En découvrant la lettre de sommation envoyée par la société de recouvrement Intrum Justitia SA, Magali Castro Gyr est d’abord restée sans voix: «Au cas où le montant dû ne nous serait pas parvenu dans les cinq jours, des démarches juridiques seront entreprises à votre encontre. Votre nom et la dette mentionnée seront enregistrés dans la banque de données centrale et dans la banque de données négative.»
Certes, notre lectrice savait que des achats avaient été réalisés pour des milliers de francs avec sa carte-client Manor, subtilisée à son domicile durant ses vacances. Mais comme elle n’avait constaté le vol qu’à son retour, son compte était donc déjà à découvert lorsqu’elle a pu faire bloquer la carte et déposer plainte. Manor a alors tenté – mais en vain! – de faire suspendre jusqu’au terme de l’enquête, le crédit, auprès de Atag Debis Card Services SA, la société qui gère ses cartes-clients.
Doublement victime
En effet, comme les conditions générales régissant les cartes-clients stipulent que leurs détenteurs sont pleinement responsables de tout usage abusif jusqu’à la déclaration de perte ou de vol, «Manor ne pouvait être tenu pour responsable», remarque Michèle Cepl, responsable du contrôle des débiteurs chez Atag Debis Card Services SA. Elle admet cependant qu’il aurait fallu attendre la fin de l’enquête avant de transmettre le dossier de Magali Castro Gyr à la société de recouvrement Intrum Justitia SA, mais le processus habituel a suivi son cours, sans faire la part des choses...
Et c’est ainsi que Intrum Justitia SA envoie une lettre de sommation extrêmement incisive le 13 mars 2001. «Son contenu m’a tout d’abord intimidée, se souvient Magali Castro Gyr. Puis, j’ai trouvé révoltant d’être ainsi menacée, alors que c’est moi la victime dans cette histoire!»
A la limite de la légalité
Des menaces que nuance Martin Jakob, porte-parole de Intrum Justitia SA: «Dans nos lettres de rappel, nous mettons seulement nos débiteurs en garde contre les conséquences possibles du non-acquittement de leur dette. Entre autres, leur inscription aux banques de données centrale et négative.» Or, la société de recouvrement le fait sans préciser que ces banques de données correspondent en fait à deux sociétés – Teledata & Kissdirect et Intrum Creditcontrol – qui rassemblent des informations sur la situation économique des entreprises et des particuliers (voir encadré), mais qui ne les transmettent évidemment pas au public.
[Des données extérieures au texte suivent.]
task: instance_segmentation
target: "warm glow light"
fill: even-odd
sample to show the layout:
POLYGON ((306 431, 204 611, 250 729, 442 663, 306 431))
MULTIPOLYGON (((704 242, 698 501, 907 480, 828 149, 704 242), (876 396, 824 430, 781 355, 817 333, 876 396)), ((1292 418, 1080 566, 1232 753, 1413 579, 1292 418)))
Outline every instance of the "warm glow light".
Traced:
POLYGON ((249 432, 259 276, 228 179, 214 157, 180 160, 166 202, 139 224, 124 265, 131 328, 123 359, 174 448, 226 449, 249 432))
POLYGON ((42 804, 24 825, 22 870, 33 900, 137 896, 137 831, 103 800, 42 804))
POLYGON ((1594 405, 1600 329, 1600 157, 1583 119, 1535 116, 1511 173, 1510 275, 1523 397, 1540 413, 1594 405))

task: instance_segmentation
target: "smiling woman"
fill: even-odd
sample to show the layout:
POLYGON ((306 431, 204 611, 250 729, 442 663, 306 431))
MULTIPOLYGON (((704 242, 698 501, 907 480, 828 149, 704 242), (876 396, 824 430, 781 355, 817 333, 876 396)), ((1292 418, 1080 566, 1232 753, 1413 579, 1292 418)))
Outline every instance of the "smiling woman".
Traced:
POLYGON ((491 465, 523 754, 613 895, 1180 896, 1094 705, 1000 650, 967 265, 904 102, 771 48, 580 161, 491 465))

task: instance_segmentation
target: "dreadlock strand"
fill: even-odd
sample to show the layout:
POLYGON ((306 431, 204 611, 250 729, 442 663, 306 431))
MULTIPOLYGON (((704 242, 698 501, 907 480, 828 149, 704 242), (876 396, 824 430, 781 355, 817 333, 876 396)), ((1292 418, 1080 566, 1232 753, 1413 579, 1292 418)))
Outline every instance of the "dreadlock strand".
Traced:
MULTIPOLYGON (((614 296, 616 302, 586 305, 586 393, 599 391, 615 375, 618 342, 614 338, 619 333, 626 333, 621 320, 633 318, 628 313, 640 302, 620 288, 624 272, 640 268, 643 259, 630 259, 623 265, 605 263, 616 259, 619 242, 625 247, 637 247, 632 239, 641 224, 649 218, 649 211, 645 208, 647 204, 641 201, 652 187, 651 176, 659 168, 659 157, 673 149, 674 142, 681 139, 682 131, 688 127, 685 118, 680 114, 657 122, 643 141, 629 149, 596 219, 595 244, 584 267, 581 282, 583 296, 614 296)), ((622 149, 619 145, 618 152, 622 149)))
«Parler de banques de données centrale et négative reste très vague, confirme l’avocat lausannois Eric Stauffacher, spécialiste en droit pénal. Cette formulation pourrait même être assimilée à de la contrainte, car elle laisse entendre aux débiteurs que leur nom apparaîtra sur une liste
à disposition de tout un chacun. Un tel procédé se situe donc à la limite de la légalité!» Et en effet, le Tribunal fédé-
ral estime qu’il y a tenta-
tive de contrainte lorsqu’un créancier intimide sans raison objective son débiteur afin qu’il règle sa dette.
Sophie Reymondin
protection des données
Les mauvais payeurs restent fichés
Teledata & Kissdirect et Intrum Creditcontrol sont deux sociétés qui recueillent des millions d’informations sur la solvabilité des entreprises et des particuliers. Elles vendent ensuite ces informations à d’autres sociétés, qui peuvent ainsi identifier les mauvais payeurs et les éviter.
Mais attention: si la loi sur la protection des données permet, en effet, à un tiers d’accéder à des informations sur la solvabilité d’une personne, elle ne peut le faire que lorsqu’elle va conclure un contrat avec cette même personne. «Et en principe, commente Kosmas Tsiraksopulos, porte-parole du Préposé fédéral à la protection des données, ces sociétés respectent la loi. Mais il existe toujours le risque que des erreurs se glissent dans ces bases de données...»
Si vous pensez figurer sur l’une de ces listes, vous avez droit d’y accéder pour vérifier que les informations vous concernant sont exactes. A défaut, vous pouvez exiger une correction. Et si la société refuse d’entrer en matière, vous pouvez déposer plainte auprès de l’autorité judiciaire compétente.